# Result Status Differences

This script looks for differences between test results to find interesting changes. When it finds something which may be relevant it can notify any interested parties. This uses the [JDP framework](https://rpalethorpe.io.suse.de/jdp/).

First we need to build up our data structures to create the test matrix. There are some stats here which may be useful, but otherwise you can safely skip this part most of the time.

## Contents

- [Setup](#setup)
- Results
  + [LTP](#ltp)
  + [HPC](#hpc)
  + [Networking](#networking)
  + [Public Cloud](#publiccloud)
  + [Other](#other)
  + [File Systems](#fstests)
    * [BTRFS](#btrfs)
    * [XFS](#xfs)
- [Notifications](#notifications)

## Setup

In [None]:
# Monitors library source files and recompiles them after most changes
import Revise

# Run the init script which will setup the JDP project if necessary
include("../src/init.jl")

# Bring DataFrame's _members_ into our namespace, so we can call them directly
using DataFrames
import DataStructures: SortedDict, SortedSet, SDSemiToken
import Dates: Day
import TOML

# import the markdown string literal/macro
import Markdown
import Markdown: @md_str, MD

# Import some libraries from the JDP project
using JDP.Conf
using JDP.Trackers.OpenQA    # Contains functions for dealing with the OpenQA web API
using JDP.Trackers.Bugzilla  # Functions for accessing the Bugzilla API(s)
using JDP.Repository
using JDP.Spammer

In [None]:
html"<h2 id='setup'>Setup</h2>"

First we load a large chunk of the results in our database into memory where we can play with them.

In [None]:
allres = Repository.fetch(OpenQA.TestResult, Vector, "osd", OpenQA.RecentOrInterestingJobsDef)

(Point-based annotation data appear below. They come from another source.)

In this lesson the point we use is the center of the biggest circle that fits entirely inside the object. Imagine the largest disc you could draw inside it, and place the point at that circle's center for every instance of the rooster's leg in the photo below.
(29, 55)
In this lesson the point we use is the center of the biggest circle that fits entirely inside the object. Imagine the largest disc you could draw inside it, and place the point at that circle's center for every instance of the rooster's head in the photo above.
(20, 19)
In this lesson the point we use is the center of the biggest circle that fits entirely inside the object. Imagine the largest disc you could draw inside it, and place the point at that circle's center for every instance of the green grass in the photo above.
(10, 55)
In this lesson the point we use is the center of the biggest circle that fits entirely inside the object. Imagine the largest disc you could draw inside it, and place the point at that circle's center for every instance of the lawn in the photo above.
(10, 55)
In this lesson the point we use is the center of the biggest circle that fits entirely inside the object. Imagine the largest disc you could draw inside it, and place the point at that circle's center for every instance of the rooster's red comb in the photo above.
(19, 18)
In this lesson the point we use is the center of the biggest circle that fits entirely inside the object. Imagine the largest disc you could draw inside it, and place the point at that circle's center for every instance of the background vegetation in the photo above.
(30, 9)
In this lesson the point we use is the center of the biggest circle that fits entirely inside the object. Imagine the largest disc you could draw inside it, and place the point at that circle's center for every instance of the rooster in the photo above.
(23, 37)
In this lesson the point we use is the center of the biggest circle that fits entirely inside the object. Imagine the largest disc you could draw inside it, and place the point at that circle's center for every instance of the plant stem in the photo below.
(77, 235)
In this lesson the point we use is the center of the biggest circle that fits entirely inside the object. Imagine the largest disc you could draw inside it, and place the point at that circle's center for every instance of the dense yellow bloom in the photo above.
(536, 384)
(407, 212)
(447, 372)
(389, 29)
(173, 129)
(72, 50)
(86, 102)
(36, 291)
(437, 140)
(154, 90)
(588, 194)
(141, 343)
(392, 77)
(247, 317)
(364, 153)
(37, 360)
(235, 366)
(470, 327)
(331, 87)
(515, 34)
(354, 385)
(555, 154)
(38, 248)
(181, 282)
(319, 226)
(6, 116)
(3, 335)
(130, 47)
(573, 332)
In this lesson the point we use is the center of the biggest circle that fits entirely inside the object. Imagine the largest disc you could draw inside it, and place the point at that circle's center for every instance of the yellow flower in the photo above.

md"We have **$(length(allres))** results in total"

We only show results for a single product, which can be set here.

In [None]:
product = "sle-12-SP5-Server-DVD"
cloudproduct = "sle-12-SP5"

prodres = filter(allres) do res
    res.product == product
end

cloudprodres = filter(allres) do res
    startswith(res.product, cloudproduct) && ("Public Cloud" in res.flags)
end

md"""
We have $(length(prodres)) test results for $(product) and $(length(cloudprodres)) for $(cloudproduct) cloud
"""

Now we create a 'build matrix', which has one result for each product build. The field subset ordering decides which test result fields are used to decide whether two test results are equal and how they are ordered.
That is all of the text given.